Rien ne maintient plus les mœurs, qu’une extrême subordination des jeunes gens envers les vieillards. Les uns & les autres seront contenus ; ceux-là par le respect qu’ils auront pour les vieillards ; & ceux-ci par le respect qu’ils auront pour eux-mêmes.

Rien ne donne plus de force aux loix, que la subordination extrême des citoyens aux magistrats. "La grande différence que Lycurgue a mise entre Lacédémone & les autres cités, dit Xénophon[1], consiste en ce qu’il a sur-tout fait que les citoyens obéissent aux loix : ils courent, lorsque le magistrat les appelle. Mais, à Athenes, un homme riche seroit au désespoir que l’on crût qu’il dépendît du magistrat."

L’autorité paternelle est encore très-utile pour maintenir les mœurs. Nous avons déja dit que, dans une république, il n’y a pas une force si réprimante, que dans les autres gouvememens. Il faut donc que les loix cherchent à y suppléer : elles le font par l’autorité paternelle.
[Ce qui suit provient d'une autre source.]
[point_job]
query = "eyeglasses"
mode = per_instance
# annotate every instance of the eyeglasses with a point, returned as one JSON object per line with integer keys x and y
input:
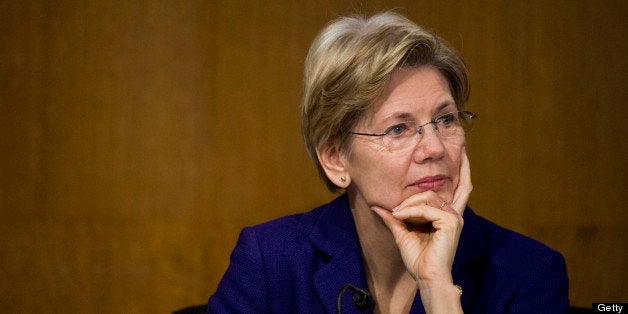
{"x": 404, "y": 134}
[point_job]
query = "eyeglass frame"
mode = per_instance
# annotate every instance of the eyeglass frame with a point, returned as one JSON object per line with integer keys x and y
{"x": 419, "y": 128}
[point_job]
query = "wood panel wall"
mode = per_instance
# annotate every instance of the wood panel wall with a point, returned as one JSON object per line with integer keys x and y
{"x": 139, "y": 137}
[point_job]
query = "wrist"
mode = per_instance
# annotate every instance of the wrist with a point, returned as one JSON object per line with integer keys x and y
{"x": 440, "y": 297}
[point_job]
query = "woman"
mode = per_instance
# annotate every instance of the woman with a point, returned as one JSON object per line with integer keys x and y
{"x": 383, "y": 118}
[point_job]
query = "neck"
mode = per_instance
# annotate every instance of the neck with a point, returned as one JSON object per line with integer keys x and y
{"x": 388, "y": 280}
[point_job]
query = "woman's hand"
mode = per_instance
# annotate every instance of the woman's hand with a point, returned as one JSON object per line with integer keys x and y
{"x": 426, "y": 229}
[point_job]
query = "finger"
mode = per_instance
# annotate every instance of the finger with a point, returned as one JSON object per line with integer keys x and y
{"x": 461, "y": 195}
{"x": 429, "y": 198}
{"x": 427, "y": 215}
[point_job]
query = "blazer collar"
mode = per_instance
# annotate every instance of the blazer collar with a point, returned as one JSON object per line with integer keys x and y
{"x": 336, "y": 238}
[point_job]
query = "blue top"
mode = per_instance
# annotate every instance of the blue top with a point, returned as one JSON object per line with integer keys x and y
{"x": 298, "y": 263}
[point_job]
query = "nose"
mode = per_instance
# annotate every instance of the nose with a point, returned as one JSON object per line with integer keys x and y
{"x": 430, "y": 146}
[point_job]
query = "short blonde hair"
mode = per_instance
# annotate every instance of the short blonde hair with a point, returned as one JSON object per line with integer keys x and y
{"x": 349, "y": 64}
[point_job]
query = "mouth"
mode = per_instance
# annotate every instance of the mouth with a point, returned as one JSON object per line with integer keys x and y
{"x": 433, "y": 183}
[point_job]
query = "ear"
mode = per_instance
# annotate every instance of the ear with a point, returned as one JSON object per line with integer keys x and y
{"x": 334, "y": 163}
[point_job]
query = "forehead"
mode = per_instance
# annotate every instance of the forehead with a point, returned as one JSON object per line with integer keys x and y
{"x": 413, "y": 93}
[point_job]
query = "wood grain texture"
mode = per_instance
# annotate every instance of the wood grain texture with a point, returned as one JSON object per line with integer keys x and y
{"x": 139, "y": 138}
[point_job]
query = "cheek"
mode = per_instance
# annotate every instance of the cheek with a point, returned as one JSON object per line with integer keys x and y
{"x": 454, "y": 160}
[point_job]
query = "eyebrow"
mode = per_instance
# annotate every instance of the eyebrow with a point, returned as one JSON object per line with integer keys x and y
{"x": 408, "y": 116}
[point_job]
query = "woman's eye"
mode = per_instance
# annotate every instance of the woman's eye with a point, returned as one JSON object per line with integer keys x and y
{"x": 446, "y": 119}
{"x": 398, "y": 129}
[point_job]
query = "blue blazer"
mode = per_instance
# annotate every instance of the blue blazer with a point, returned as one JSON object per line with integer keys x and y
{"x": 298, "y": 263}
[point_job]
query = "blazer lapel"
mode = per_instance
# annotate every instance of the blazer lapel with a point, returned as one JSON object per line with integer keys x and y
{"x": 336, "y": 239}
{"x": 470, "y": 248}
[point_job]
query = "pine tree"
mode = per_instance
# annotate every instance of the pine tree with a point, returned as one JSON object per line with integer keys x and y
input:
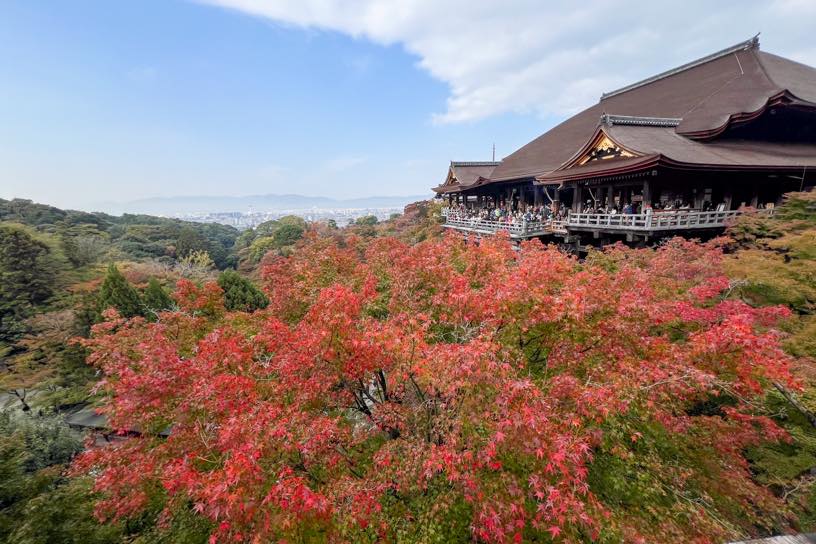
{"x": 25, "y": 278}
{"x": 240, "y": 294}
{"x": 156, "y": 298}
{"x": 117, "y": 292}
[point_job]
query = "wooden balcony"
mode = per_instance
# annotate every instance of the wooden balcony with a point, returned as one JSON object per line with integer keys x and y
{"x": 644, "y": 223}
{"x": 652, "y": 222}
{"x": 516, "y": 230}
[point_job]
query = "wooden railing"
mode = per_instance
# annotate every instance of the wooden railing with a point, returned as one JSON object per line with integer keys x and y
{"x": 657, "y": 221}
{"x": 643, "y": 222}
{"x": 516, "y": 229}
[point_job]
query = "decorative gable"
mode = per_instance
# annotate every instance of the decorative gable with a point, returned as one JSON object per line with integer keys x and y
{"x": 602, "y": 148}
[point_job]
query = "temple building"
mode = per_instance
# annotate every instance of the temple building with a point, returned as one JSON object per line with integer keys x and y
{"x": 685, "y": 150}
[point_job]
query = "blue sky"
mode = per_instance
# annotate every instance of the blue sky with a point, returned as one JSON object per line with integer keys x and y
{"x": 115, "y": 100}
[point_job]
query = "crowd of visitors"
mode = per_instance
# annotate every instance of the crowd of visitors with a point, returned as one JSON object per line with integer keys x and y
{"x": 506, "y": 215}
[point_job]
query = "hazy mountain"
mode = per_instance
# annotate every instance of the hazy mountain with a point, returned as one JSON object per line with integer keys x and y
{"x": 191, "y": 204}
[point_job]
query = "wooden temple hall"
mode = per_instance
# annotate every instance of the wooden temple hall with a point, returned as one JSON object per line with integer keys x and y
{"x": 680, "y": 152}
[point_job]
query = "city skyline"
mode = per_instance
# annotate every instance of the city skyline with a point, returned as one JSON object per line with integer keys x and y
{"x": 106, "y": 102}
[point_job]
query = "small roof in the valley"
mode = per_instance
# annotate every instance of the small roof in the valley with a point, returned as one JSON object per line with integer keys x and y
{"x": 671, "y": 113}
{"x": 784, "y": 539}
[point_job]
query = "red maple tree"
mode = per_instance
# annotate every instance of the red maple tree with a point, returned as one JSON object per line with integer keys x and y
{"x": 402, "y": 393}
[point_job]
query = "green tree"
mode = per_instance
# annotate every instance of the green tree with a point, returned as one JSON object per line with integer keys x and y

A Rome, les peres avoient droit de vie & de mort sur leurs enfans[2]. A Lacédémone, chaque pere avoit droit de corriger l’enfant d’un autre.

La puissance paternelle se perdit à Rome avec la république. Dans les monarchies, où l’on n’a que faire de mœurs si pures, on veut que chacun vive sous la puissance des magistrats.

Les loix de Rome, qui avoient accoutumé les jeunes gens à la dépendance, établirent une longue mino-

  1. Republique de Lacédémone.
  2. On peut voir, dans l’histoire Romaine, avec quel avantage pour la république on se servit de cette puissance. Je ne parlerai que du temps de la plus grande corruption. Aulus Fulvius s’étoit mis en chemin pour aller trouver Catilina ; son pere le rappella, & le fit mourir. Salluste, de bello Catil. Plusieurs autres citoyens firent de même, Dion, liv. XXXVII.